Cross-Lingual Knowledge Distillation for Answer Sentence Selection in Low-Resource Languages
Gupta, Shivanshu, Matsubara, Yoshitomo, Chadha, Ankit, Moschitti, Alessandro
While impressive performance has been achieved on the task of Answer Sentence Selection (AS2) for English, the same does not hold for languages that lack large labeled datasets. In this work, we propose Cross-Lingual Knowledge Distillation (CLKD) from a strong English AS2 teacher as a method to train AS2 models for low-resource languages in the tasks without the need of labeled data for the target language.

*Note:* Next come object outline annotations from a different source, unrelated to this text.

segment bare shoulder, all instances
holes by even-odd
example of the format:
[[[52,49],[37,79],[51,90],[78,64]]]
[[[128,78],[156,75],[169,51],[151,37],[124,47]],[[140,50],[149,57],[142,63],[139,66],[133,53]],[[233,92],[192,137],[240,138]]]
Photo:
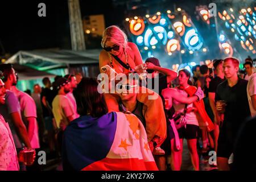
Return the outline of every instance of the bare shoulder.
[[[133,42],[129,42],[127,43],[129,47],[131,48],[131,49],[138,49],[137,46]]]

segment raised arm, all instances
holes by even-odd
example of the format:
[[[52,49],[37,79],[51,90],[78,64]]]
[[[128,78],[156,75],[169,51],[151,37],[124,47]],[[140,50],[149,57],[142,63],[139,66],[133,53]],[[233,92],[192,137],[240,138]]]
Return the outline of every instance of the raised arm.
[[[171,82],[172,80],[175,79],[177,76],[177,73],[171,69],[158,67],[154,64],[147,62],[146,63],[147,69],[154,69],[159,72],[162,73],[167,77],[167,83]]]
[[[135,65],[138,65],[143,64],[142,57],[141,57],[141,53],[139,51],[137,46],[132,42],[129,42],[128,46],[131,48],[134,53],[134,63]]]

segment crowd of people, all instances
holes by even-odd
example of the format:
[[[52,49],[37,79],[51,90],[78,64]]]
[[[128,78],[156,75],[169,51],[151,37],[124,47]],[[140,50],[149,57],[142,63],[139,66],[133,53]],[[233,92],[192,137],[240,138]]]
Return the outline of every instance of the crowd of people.
[[[64,170],[164,171],[170,156],[170,169],[180,171],[184,139],[195,171],[199,155],[209,151],[217,156],[210,165],[219,170],[256,169],[244,144],[253,145],[248,126],[256,115],[251,59],[243,64],[245,74],[234,57],[177,73],[156,57],[143,63],[137,46],[115,26],[105,30],[101,46],[102,77],[125,75],[108,81],[114,93],[99,86],[102,79],[77,73],[56,76],[52,84],[45,77],[43,88],[37,84],[30,95],[16,87],[12,65],[0,65],[0,170],[40,170],[36,154],[46,145]],[[34,164],[18,157],[24,147],[35,150]]]

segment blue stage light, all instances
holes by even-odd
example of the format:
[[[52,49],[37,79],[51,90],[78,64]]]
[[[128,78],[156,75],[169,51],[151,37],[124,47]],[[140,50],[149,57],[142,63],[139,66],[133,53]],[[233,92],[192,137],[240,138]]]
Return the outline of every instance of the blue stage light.
[[[174,33],[173,31],[169,31],[167,34],[168,38],[171,39],[174,37]]]
[[[143,44],[143,37],[139,36],[136,39],[136,43],[139,46],[142,46]]]
[[[154,31],[158,33],[158,38],[162,40],[163,45],[166,45],[167,43],[167,32],[166,30],[163,27],[156,26],[154,27]],[[160,35],[161,34],[162,35]]]
[[[245,28],[245,27],[243,25],[241,26],[241,30],[242,30],[243,32],[246,31],[246,28]]]
[[[147,47],[150,47],[149,40],[151,39],[151,37],[153,35],[152,30],[150,28],[146,31],[145,35],[144,36],[144,44]]]
[[[158,36],[160,40],[163,39],[163,35],[162,33],[158,34]]]
[[[238,36],[237,35],[237,34],[235,34],[234,38],[235,38],[235,39],[237,40],[237,41],[240,40],[239,37],[238,37]]]
[[[155,46],[158,43],[158,40],[155,38],[155,36],[153,36],[150,40],[150,44],[151,46]]]
[[[185,33],[184,43],[188,49],[192,51],[199,50],[203,46],[203,42],[194,28]]]
[[[160,20],[160,24],[162,26],[164,26],[167,24],[166,19],[165,18],[162,18]]]
[[[221,43],[224,43],[226,42],[226,36],[224,34],[220,34],[218,40]]]

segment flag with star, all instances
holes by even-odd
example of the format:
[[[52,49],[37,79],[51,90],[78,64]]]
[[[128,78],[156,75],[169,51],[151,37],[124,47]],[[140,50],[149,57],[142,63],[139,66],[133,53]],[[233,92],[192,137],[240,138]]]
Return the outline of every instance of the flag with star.
[[[63,138],[64,170],[158,170],[145,129],[133,114],[81,117]]]

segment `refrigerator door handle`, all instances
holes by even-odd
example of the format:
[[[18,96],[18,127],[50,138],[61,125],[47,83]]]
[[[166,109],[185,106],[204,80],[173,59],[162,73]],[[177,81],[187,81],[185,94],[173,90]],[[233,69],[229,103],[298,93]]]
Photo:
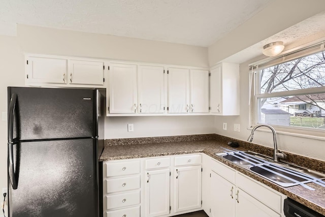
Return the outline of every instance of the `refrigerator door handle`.
[[[14,144],[14,115],[17,94],[13,94],[11,96],[8,113],[8,172],[13,189],[17,189],[17,188],[16,174],[14,169],[14,153],[13,150]]]

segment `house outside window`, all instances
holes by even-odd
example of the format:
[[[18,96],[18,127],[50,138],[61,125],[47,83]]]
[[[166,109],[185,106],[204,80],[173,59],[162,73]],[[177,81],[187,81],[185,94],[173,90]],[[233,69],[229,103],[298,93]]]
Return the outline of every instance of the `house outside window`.
[[[319,50],[255,70],[253,122],[325,131],[325,51]]]

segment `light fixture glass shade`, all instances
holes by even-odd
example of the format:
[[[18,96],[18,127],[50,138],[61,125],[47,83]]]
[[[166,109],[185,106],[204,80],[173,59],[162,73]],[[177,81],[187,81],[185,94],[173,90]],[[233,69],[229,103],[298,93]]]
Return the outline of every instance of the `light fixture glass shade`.
[[[268,56],[276,56],[283,50],[284,46],[282,42],[272,42],[263,47],[263,54]]]

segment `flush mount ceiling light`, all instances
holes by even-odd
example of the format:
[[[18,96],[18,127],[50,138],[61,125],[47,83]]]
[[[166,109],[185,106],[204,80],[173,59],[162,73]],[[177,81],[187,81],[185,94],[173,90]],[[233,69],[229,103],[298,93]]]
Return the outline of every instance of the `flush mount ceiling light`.
[[[263,47],[263,54],[268,56],[274,56],[281,53],[284,49],[283,42],[272,42]]]

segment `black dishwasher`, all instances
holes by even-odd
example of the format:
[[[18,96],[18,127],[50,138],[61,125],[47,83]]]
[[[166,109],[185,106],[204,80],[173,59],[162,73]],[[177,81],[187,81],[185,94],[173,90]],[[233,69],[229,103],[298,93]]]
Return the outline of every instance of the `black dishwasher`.
[[[283,211],[286,217],[325,217],[290,198],[284,200]]]

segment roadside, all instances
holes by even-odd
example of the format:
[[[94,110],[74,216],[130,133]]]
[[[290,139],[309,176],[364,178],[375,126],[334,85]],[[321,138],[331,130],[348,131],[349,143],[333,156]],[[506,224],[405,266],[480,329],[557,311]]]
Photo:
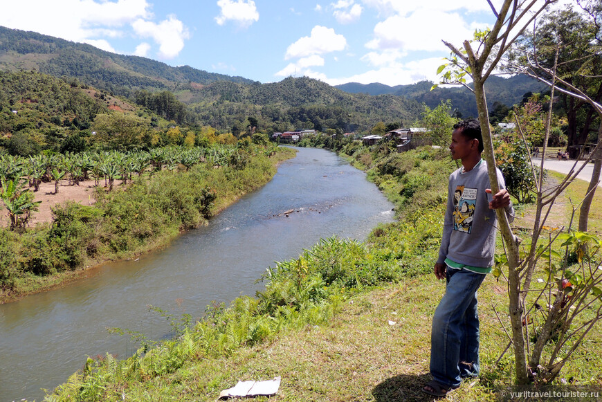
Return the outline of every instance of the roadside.
[[[533,161],[533,165],[539,166],[539,164],[541,163],[541,158],[531,158],[531,161]],[[574,172],[578,170],[582,163],[583,162],[579,161],[559,161],[558,159],[546,158],[544,161],[543,167],[545,169],[558,172],[558,173],[562,173],[563,174],[568,174],[572,170]],[[593,172],[594,164],[587,163],[581,172],[579,172],[579,174],[577,175],[577,179],[589,183],[590,180],[592,179],[592,173]],[[598,186],[602,187],[602,182],[599,183]]]

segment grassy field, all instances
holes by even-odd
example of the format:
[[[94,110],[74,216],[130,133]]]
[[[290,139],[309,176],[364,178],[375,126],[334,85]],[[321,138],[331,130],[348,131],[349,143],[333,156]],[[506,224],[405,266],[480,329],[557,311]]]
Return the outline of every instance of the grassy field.
[[[365,155],[355,158],[367,161]],[[385,193],[397,194],[398,205],[422,209],[377,228],[369,243],[327,240],[278,264],[257,299],[239,298],[229,309],[210,311],[179,340],[125,361],[89,359],[48,400],[215,401],[238,381],[277,376],[282,378],[277,395],[254,401],[433,400],[421,389],[430,379],[431,320],[445,291],[430,273],[444,200],[437,189],[417,192],[420,198],[408,189],[423,181],[425,188],[435,185],[439,176],[444,181],[449,166],[436,155],[416,156],[413,162],[388,157],[379,167],[386,174],[375,181]],[[414,173],[394,183],[396,172],[406,166]],[[560,225],[569,219],[567,197],[578,197],[582,184],[572,184],[558,200],[554,219]],[[595,202],[590,225],[599,228],[600,197]],[[516,224],[528,228],[532,207],[520,205],[517,213]],[[498,244],[501,251],[499,237]],[[537,271],[536,279],[541,275]],[[497,390],[512,383],[506,291],[491,275],[484,282],[480,377],[444,400],[497,401]],[[599,325],[556,382],[602,387],[601,367]]]

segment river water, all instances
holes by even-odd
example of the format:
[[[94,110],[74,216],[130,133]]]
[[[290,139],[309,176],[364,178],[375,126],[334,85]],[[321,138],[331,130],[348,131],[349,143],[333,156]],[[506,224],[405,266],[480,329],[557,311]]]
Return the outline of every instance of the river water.
[[[300,148],[267,185],[169,246],[0,304],[0,402],[40,401],[42,388],[65,382],[86,356],[136,351],[129,336],[107,328],[169,337],[169,323],[148,305],[199,318],[214,302],[254,295],[264,286],[256,280],[267,267],[298,257],[320,238],[365,239],[378,223],[393,220],[392,208],[343,159]]]

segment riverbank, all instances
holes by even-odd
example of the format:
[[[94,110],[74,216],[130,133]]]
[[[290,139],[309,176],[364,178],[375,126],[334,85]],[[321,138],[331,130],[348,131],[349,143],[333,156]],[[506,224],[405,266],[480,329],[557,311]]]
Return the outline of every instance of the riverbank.
[[[23,232],[0,229],[0,303],[68,284],[86,268],[165,246],[264,185],[277,164],[294,154],[279,148],[271,156],[250,155],[239,167],[201,164],[164,171],[111,192],[81,186],[84,202],[55,205],[52,224],[39,223]]]
[[[89,359],[51,400],[213,401],[237,381],[276,376],[282,401],[432,400],[420,389],[429,379],[430,317],[444,285],[431,271],[454,166],[428,149],[378,160],[359,148],[350,155],[373,166],[369,174],[395,200],[399,222],[376,228],[366,243],[325,239],[278,263],[256,298],[208,311],[178,340],[126,360]],[[519,227],[528,227],[520,221],[528,208],[518,210]],[[481,376],[449,400],[494,401],[496,390],[512,383],[513,357],[500,358],[508,344],[502,283],[488,275],[480,293]],[[558,384],[602,385],[602,349],[592,334]]]

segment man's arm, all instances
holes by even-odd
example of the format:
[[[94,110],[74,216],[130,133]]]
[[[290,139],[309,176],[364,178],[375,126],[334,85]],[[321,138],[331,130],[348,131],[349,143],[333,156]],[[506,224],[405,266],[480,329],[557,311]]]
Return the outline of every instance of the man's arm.
[[[485,189],[485,192],[491,194],[491,189]],[[497,210],[498,208],[506,208],[510,206],[510,194],[505,188],[501,189],[499,192],[491,196],[492,199],[489,201],[489,209]]]
[[[437,279],[445,279],[445,271],[447,269],[447,264],[445,263],[440,264],[437,262],[435,264],[435,276]]]

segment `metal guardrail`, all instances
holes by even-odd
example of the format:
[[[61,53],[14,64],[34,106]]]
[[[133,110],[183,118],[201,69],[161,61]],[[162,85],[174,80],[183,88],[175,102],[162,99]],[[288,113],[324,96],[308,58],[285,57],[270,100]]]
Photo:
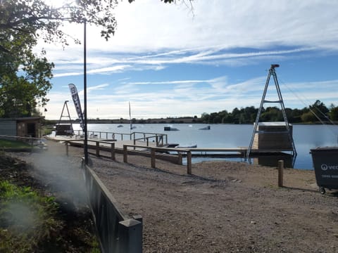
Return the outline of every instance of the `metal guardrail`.
[[[104,253],[142,252],[142,219],[129,217],[97,175],[82,161],[89,207]]]

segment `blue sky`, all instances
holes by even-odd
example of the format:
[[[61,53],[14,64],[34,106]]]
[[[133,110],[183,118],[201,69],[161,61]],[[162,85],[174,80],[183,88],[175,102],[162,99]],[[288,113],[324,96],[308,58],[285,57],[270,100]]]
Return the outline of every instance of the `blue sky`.
[[[317,99],[338,105],[335,0],[194,0],[192,11],[182,2],[123,1],[115,13],[109,41],[87,27],[89,118],[129,118],[129,101],[137,119],[258,108],[273,63],[280,65],[285,107]],[[65,29],[82,39],[82,26]],[[76,118],[68,84],[82,100],[83,47],[41,43],[37,51],[42,47],[56,65],[44,115],[58,119],[68,100]],[[273,80],[269,86],[267,98],[277,97]]]

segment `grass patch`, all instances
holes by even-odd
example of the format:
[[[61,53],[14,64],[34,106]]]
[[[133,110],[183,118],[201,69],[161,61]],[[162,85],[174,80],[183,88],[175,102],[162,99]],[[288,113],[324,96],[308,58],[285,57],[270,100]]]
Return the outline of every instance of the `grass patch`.
[[[0,147],[5,148],[31,148],[32,145],[23,141],[0,139]]]
[[[90,210],[79,210],[0,153],[0,252],[100,252]]]
[[[35,252],[41,245],[55,245],[63,221],[55,219],[58,204],[30,187],[0,182],[0,252]]]

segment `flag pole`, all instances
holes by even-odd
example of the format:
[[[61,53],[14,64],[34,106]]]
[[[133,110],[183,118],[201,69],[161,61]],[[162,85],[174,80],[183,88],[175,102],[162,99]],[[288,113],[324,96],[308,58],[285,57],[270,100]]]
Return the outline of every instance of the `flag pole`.
[[[84,163],[88,165],[88,136],[87,129],[87,20],[84,21],[84,42],[83,42],[83,102],[84,107],[84,142],[83,149],[84,153]]]

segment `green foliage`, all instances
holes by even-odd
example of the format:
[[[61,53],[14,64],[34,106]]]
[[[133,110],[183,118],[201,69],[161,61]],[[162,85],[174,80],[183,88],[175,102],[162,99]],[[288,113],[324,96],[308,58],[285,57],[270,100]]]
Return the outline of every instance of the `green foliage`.
[[[254,106],[235,108],[232,112],[223,110],[219,112],[212,112],[210,115],[202,113],[201,119],[204,123],[218,124],[252,124],[255,122],[258,108]],[[315,123],[319,121],[327,122],[338,120],[338,107],[331,105],[328,109],[320,100],[316,100],[313,105],[301,110],[285,108],[285,114],[290,123]],[[279,122],[284,121],[282,110],[277,107],[268,107],[263,108],[261,113],[260,122]]]
[[[58,204],[30,187],[0,182],[0,252],[35,252],[40,244],[57,240],[63,224],[54,217]]]

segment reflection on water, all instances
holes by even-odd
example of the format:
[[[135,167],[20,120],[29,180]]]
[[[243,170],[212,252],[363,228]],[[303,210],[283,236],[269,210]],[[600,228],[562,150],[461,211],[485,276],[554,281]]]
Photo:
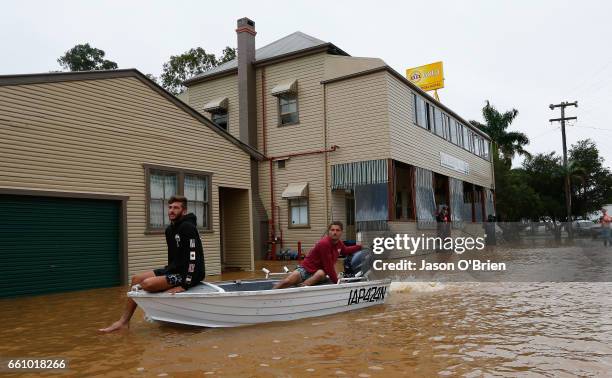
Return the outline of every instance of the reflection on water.
[[[117,377],[612,371],[610,283],[394,283],[386,305],[333,316],[203,329],[137,311],[129,330],[98,334],[126,290],[0,300],[0,356],[64,357],[74,375]]]

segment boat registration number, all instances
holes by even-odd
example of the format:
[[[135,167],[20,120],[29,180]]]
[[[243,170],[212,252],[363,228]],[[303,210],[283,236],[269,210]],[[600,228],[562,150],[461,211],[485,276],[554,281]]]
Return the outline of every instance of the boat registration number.
[[[386,286],[373,286],[367,289],[352,289],[346,305],[350,306],[363,302],[384,302],[386,293]]]

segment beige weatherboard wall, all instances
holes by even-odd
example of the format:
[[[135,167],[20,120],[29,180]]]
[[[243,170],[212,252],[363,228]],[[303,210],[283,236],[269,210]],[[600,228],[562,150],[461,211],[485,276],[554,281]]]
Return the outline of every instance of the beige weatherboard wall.
[[[146,230],[144,166],[208,172],[212,229],[201,237],[206,273],[219,274],[219,188],[250,191],[251,156],[244,146],[135,70],[61,75],[0,77],[0,188],[129,197],[127,265],[133,275],[167,263],[164,235]],[[237,198],[243,210],[228,213],[250,219],[250,196]],[[234,260],[252,269],[245,227],[250,230],[249,221],[239,226],[244,240]]]
[[[295,43],[296,48],[292,50],[289,42]],[[327,47],[299,49],[310,42]],[[274,49],[282,50],[283,54],[275,57]],[[269,160],[258,164],[258,190],[263,206],[256,211],[274,219],[277,236],[279,230],[282,232],[284,248],[296,249],[301,241],[308,250],[325,234],[329,221],[346,221],[347,193],[331,190],[333,165],[397,161],[485,188],[493,187],[489,160],[415,124],[413,94],[424,97],[466,126],[468,123],[407,80],[398,78],[399,74],[383,60],[351,57],[330,43],[299,32],[258,49],[256,55],[257,149],[272,160],[272,164]],[[259,60],[263,55],[265,58]],[[237,135],[235,122],[239,113],[235,65],[226,63],[188,83],[190,105],[199,111],[204,111],[205,104],[215,98],[228,98],[230,124],[234,122],[229,132],[233,135]],[[275,94],[287,91],[297,92],[299,120],[297,124],[281,126],[279,99]],[[332,146],[338,148],[321,153]],[[304,183],[308,195],[293,198],[308,199],[308,225],[292,227],[286,191]]]

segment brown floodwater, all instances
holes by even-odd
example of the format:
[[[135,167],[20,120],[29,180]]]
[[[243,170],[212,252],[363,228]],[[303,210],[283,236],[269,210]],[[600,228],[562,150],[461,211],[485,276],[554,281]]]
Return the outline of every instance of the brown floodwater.
[[[126,291],[0,300],[0,357],[67,358],[62,376],[612,374],[611,283],[402,282],[383,306],[332,316],[206,329],[138,310],[129,330],[99,334]]]

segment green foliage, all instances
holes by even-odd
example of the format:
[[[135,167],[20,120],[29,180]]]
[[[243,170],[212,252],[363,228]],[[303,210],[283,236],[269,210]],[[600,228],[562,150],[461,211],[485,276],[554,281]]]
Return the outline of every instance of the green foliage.
[[[572,181],[572,212],[586,216],[612,203],[612,172],[590,139],[578,141],[568,151]]]
[[[201,47],[190,49],[181,55],[172,55],[170,60],[164,63],[160,76],[161,86],[168,92],[179,94],[185,90],[183,86],[185,80],[235,57],[236,49],[231,47],[226,47],[219,59],[215,54],[208,54]]]
[[[85,43],[66,51],[57,62],[69,71],[116,70],[117,63],[104,59],[105,55],[103,50]]]
[[[542,204],[537,193],[527,184],[523,169],[510,169],[495,159],[495,199],[497,215],[505,222],[518,222],[523,218],[537,219]]]
[[[507,131],[514,119],[518,116],[518,110],[512,109],[500,113],[493,105],[486,102],[482,108],[482,116],[485,124],[478,121],[470,121],[470,124],[484,131],[491,137],[493,157],[503,159],[510,167],[515,155],[529,156],[524,147],[529,144],[527,135],[517,131]]]

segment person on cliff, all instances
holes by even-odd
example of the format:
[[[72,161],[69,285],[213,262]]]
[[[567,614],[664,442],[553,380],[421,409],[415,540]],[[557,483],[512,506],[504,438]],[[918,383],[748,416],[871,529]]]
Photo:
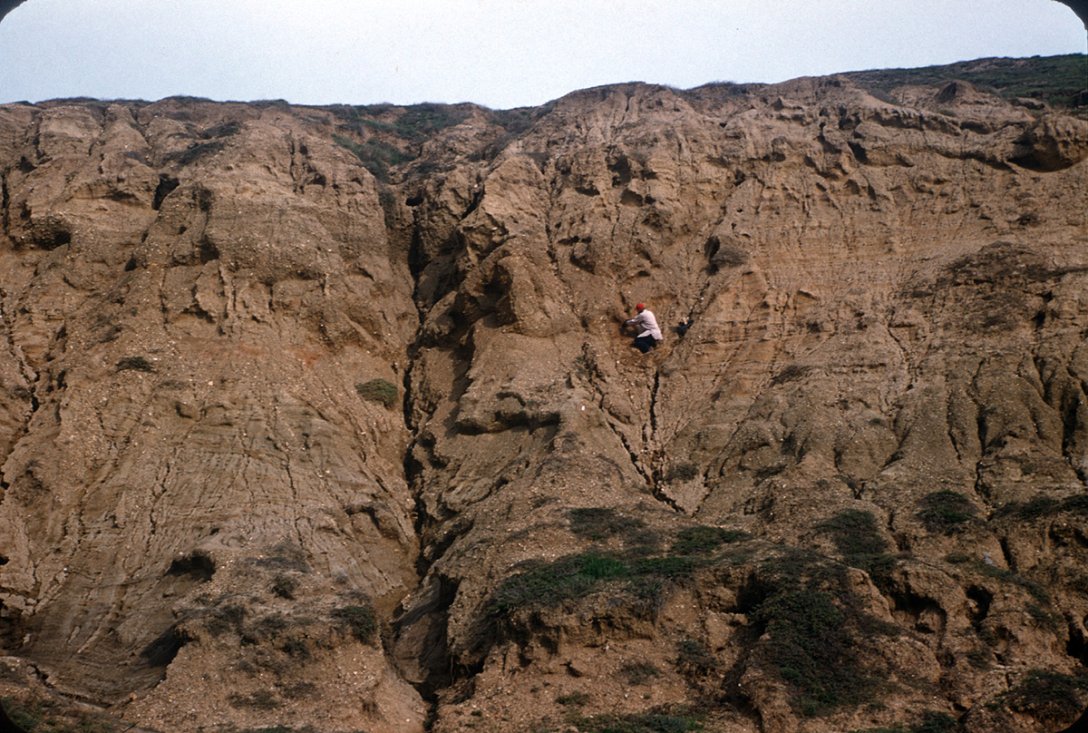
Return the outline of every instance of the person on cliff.
[[[638,331],[638,335],[631,341],[631,346],[646,353],[650,349],[662,343],[662,330],[657,327],[657,319],[654,318],[653,311],[644,305],[639,303],[634,307],[634,310],[639,314],[633,319],[625,321],[623,325]]]

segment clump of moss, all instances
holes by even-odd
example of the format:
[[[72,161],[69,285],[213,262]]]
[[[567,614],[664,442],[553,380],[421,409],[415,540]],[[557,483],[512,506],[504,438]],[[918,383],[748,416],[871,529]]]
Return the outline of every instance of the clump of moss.
[[[917,517],[929,532],[952,534],[977,513],[970,499],[963,494],[940,490],[922,499]]]
[[[371,402],[378,402],[382,407],[390,409],[397,403],[399,397],[397,387],[387,380],[370,380],[355,385],[355,390],[359,397]]]

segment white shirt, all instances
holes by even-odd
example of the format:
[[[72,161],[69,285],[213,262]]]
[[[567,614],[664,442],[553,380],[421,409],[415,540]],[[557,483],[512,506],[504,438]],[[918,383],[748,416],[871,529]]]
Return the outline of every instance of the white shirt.
[[[657,327],[657,319],[650,311],[648,308],[643,308],[642,312],[635,315],[633,319],[627,321],[628,325],[638,326],[641,328],[639,338],[643,336],[653,336],[655,341],[662,340],[662,330]]]

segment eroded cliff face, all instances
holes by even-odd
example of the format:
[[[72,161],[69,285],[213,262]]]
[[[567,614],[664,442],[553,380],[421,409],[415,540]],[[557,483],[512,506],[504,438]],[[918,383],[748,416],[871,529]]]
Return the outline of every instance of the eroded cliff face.
[[[0,630],[53,689],[161,731],[1088,704],[1084,120],[844,78],[0,114]]]

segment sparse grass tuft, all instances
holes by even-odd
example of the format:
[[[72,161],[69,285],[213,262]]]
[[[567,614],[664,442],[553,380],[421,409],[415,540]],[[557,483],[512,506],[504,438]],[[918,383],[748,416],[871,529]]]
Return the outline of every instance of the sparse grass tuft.
[[[570,531],[583,539],[601,542],[615,536],[630,536],[645,526],[636,517],[623,517],[608,507],[571,509]]]
[[[397,403],[399,394],[395,384],[388,380],[371,380],[355,385],[355,390],[359,397],[371,402],[378,402],[385,409],[393,408]]]
[[[929,532],[953,534],[975,518],[977,511],[959,492],[941,490],[922,499],[917,517]]]
[[[654,678],[660,676],[662,672],[648,661],[630,661],[620,668],[623,676],[632,685],[646,684]]]
[[[27,733],[115,733],[119,724],[100,713],[69,708],[54,699],[0,699],[11,721]]]
[[[698,476],[698,465],[691,461],[682,461],[669,467],[665,481],[692,481]]]
[[[378,616],[369,605],[342,606],[332,612],[332,617],[347,626],[357,639],[373,645]]]
[[[153,372],[154,366],[150,361],[144,357],[125,357],[118,361],[114,370],[118,372],[134,371],[134,372]]]

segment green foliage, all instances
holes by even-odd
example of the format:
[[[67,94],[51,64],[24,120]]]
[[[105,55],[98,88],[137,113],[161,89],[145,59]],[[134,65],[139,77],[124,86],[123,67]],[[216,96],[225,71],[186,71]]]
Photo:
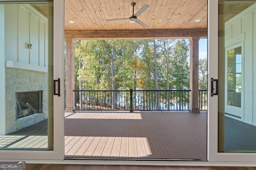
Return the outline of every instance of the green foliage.
[[[156,43],[159,89],[166,89],[167,83],[170,89],[189,89],[188,41],[156,40]],[[76,89],[82,84],[82,89],[110,90],[112,83],[117,90],[155,89],[152,40],[77,40],[74,59]],[[203,78],[207,72],[202,65],[200,71]]]
[[[207,59],[199,59],[199,87],[201,90],[207,89]]]
[[[185,40],[179,40],[175,44],[171,59],[170,89],[189,89],[189,50],[188,44]]]

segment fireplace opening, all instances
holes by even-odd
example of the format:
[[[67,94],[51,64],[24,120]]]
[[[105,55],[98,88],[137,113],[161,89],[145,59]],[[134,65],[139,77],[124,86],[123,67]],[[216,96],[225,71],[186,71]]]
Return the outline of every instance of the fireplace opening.
[[[42,113],[42,91],[16,92],[16,119]]]

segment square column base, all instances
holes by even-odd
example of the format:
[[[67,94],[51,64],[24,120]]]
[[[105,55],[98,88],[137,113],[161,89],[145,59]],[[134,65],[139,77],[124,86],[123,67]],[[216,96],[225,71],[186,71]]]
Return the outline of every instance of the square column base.
[[[190,113],[200,113],[199,108],[189,108]]]
[[[68,108],[67,107],[65,108],[65,113],[74,113],[74,111],[75,110],[74,107],[71,107]]]

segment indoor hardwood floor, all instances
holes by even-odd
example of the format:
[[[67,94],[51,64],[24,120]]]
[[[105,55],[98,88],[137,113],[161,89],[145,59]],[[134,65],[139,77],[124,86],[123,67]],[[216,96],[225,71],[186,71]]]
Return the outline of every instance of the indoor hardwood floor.
[[[228,166],[173,166],[125,165],[88,165],[53,164],[26,164],[27,170],[254,170],[256,167]]]

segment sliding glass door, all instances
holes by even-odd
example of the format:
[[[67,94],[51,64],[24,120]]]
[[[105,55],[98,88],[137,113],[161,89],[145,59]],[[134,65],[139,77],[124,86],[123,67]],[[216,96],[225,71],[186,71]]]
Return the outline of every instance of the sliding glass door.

To evaluate our method, we introduce 1) Xtr-WikiQA, a translation-based WikiQA dataset for 9 additional languages, and 2) TyDi-AS2, a multilingual AS2 dataset with over 70K questions spanning 8 typologically diverse languages. We conduct extensive experiments on Xtr-WikiQA and TyDi-AS2 with multiple teachers, diverse monolingual and multilingual pretrained language models (PLMs) as students, and both monolingual and multilingual training. The results demonstrate that CLKD either outperforms or rivals even supervised fine-tuning with the same amount of labeled data and a combination of machine translation and the teacher model. Our method can potentially enable stronger AS2 models for low-resource languages, while TyDi-AS2 can serve as the largest multilingual AS2 dataset for further studies in the research community.